Samples were prepared for mass spectrometry by reduction with 3 mM dithiothreitol, alkylation with 14 mM iodoacetamide, neutralization by a second treatment with 3 mM dithiothreitol, followed by a change of buffer into 200 mM ammonium bicarbonate, pH 8.0, with 1 mM CaCl2, using a Zeba spin column. They were then digested by overnight treatment with 2% (wt/wt) Trypsin (Promega) in the same buffer at 37°C. The resulting peptides were separated by liquid chromatography using a nanoAcquity UPLC system (Waters) coupled to a Velos or LTQ Orbitrap mass spectrometer (Thermo Fisher Scientific). For 1D analysis, a BEH C18 reversed phase column (25 cm × 75 µm i.d., 1.7 µm, 100 Å; Waters) was used for the analytical separation. Peptide mixtures (10 µl and 22 µg) were loaded onto the column maintained at 40°C and separated by a linear gradient from 90% buffer A2 (0.1% formic acid) to 40% buffer B2 (0.1% formic acid and 80% acetonitrile) over 120 min at a flow rate of 300 nl/min. For 2D online separations before mass spectrometry analysis, samples were injected at pH 10.0 onto a 300-µm × 50-mm XBridge C18, 130-Å, 5-µm column, eluting peptides in six fractions corresponding to 10%, 15%, 20%, 30%, 40%, and 60% buffer B (buffer A1: 20 mM ammonium formate, pH 10.0; and buffer B1: 100% acetonitrile). Steps were eluted from the high pH column at 20 µl/min onto a 180-µm × 20-mm C18, 100-Å, 5-µm trap column, which was then switched in-line with the analytical column and eluted as in the 1D method.

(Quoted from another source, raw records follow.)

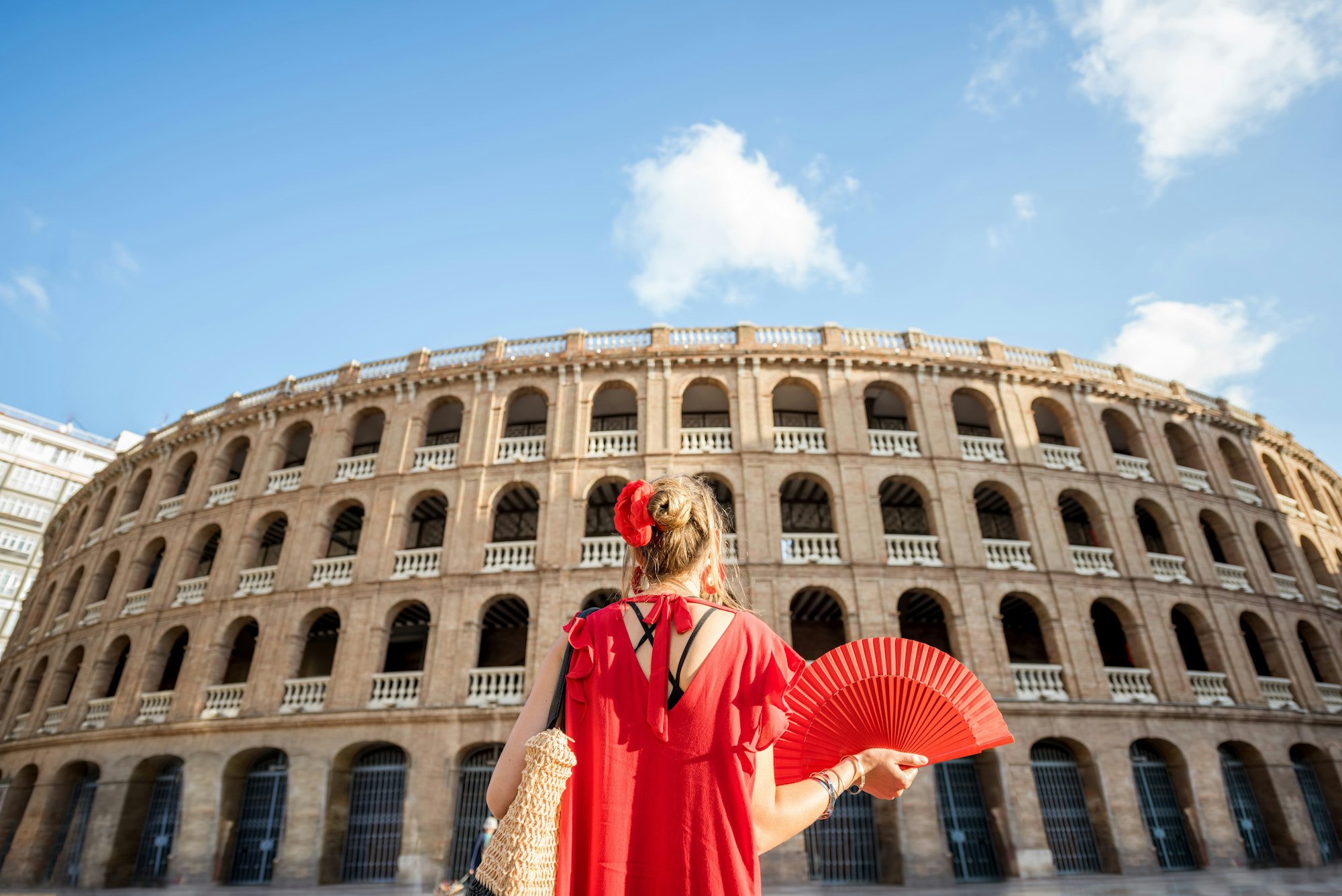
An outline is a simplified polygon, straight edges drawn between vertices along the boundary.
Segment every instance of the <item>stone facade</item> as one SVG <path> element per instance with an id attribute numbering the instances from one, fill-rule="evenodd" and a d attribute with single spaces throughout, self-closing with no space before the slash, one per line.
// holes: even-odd
<path id="1" fill-rule="evenodd" d="M 710 393 L 687 400 L 691 386 L 717 389 L 726 417 L 699 406 Z M 539 421 L 513 413 L 523 396 L 544 400 Z M 605 425 L 621 414 L 632 431 Z M 624 435 L 593 440 L 605 431 Z M 499 460 L 513 452 L 501 440 L 537 432 L 539 459 Z M 1327 825 L 1342 821 L 1330 468 L 1261 417 L 1066 353 L 741 325 L 350 363 L 234 396 L 118 457 L 55 518 L 0 663 L 0 883 L 129 883 L 168 767 L 180 767 L 181 811 L 158 877 L 228 880 L 247 771 L 270 750 L 287 757 L 274 883 L 348 879 L 352 770 L 378 744 L 405 757 L 393 876 L 436 880 L 463 836 L 467 757 L 506 739 L 510 704 L 560 626 L 619 585 L 616 566 L 584 563 L 597 557 L 584 533 L 599 487 L 664 472 L 727 490 L 749 602 L 784 637 L 931 632 L 1000 695 L 1016 743 L 976 771 L 1001 875 L 1059 862 L 1032 762 L 1040 742 L 1075 758 L 1102 871 L 1159 868 L 1134 783 L 1138 740 L 1168 766 L 1196 865 L 1252 858 L 1223 744 L 1247 769 L 1275 861 L 1329 857 L 1299 765 L 1318 778 Z M 534 537 L 503 542 L 498 518 L 518 495 Z M 815 531 L 798 530 L 805 502 L 825 507 Z M 895 518 L 922 522 L 910 531 Z M 436 554 L 428 530 L 442 533 Z M 531 542 L 530 563 L 482 571 L 490 545 Z M 1029 661 L 1024 641 L 1004 637 L 1021 606 L 1037 625 Z M 322 629 L 330 614 L 338 637 Z M 318 636 L 336 644 L 326 675 L 313 673 L 319 660 L 309 668 Z M 513 668 L 497 660 L 514 648 L 522 685 L 482 696 L 479 669 Z M 1039 699 L 1028 668 L 1066 699 Z M 295 696 L 301 685 L 318 697 Z M 81 807 L 75 789 L 94 778 Z M 874 807 L 879 862 L 864 873 L 956 877 L 938 783 L 929 770 Z M 764 857 L 765 875 L 804 879 L 807 853 L 794 838 Z"/>

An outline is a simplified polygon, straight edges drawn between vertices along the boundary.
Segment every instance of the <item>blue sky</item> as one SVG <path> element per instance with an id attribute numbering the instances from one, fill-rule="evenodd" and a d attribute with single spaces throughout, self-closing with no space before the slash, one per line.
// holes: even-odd
<path id="1" fill-rule="evenodd" d="M 1126 359 L 1337 460 L 1339 35 L 1337 0 L 5 4 L 0 401 L 144 432 L 420 346 L 837 321 Z"/>

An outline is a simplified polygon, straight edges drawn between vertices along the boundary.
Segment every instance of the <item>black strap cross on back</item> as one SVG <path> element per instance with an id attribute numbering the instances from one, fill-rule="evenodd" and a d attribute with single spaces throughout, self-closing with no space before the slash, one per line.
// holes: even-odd
<path id="1" fill-rule="evenodd" d="M 656 626 L 648 625 L 643 620 L 643 610 L 639 609 L 637 604 L 629 604 L 629 606 L 633 608 L 633 614 L 639 617 L 639 625 L 643 626 L 643 637 L 640 637 L 639 642 L 633 645 L 633 652 L 637 653 L 639 648 L 643 647 L 644 641 L 652 644 L 652 633 L 656 629 Z M 713 610 L 715 609 L 718 608 L 710 606 L 707 610 L 705 610 L 703 616 L 699 617 L 699 621 L 694 624 L 694 629 L 690 632 L 690 637 L 684 640 L 684 649 L 680 651 L 680 661 L 675 664 L 675 675 L 667 672 L 667 680 L 671 681 L 671 695 L 667 697 L 667 710 L 671 710 L 676 703 L 680 702 L 680 697 L 684 696 L 684 688 L 680 687 L 680 669 L 684 668 L 684 657 L 690 655 L 690 645 L 694 644 L 694 637 L 699 633 L 699 629 L 703 628 L 703 621 L 707 620 L 709 616 L 711 616 Z"/>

MS/MS data were collected by an enabling monoisotopic precursor and charge selection settings. Ions with unassigned charge state or charge state equal to 1 were excluded. For each mass spectrometry scan, the 10 most intense ions were targeted with dynamic exclusion 30 s, 1 D exclusion width, and repeat count equal to 1. The maximum injection time for Orbitrap parent scans was 500 ms, allowing 1 microscan and automatic gain control of 106. The maximal injection time for the LTQ MS/MS was 250 ms, with 1 microscan and automatic gain control of 104. The normalized collision energy was 35%, with activation Q of 0.25 for 30 ms.
MS/MS data were searched against a human protein database (IPI v.3.65) using MASCOT v.2.2 (Matrix Sciences), with ion score thresholds set to false discovery rate of 0.01 at the peptide level using inverted database searching. Parent ion tolerances were set to 50 ppm on the monoisotopic peak (A0) and the first isotopic peak (A1) and the fragment ion tolerance was set to 0.6 D, allowing two missed cleavages.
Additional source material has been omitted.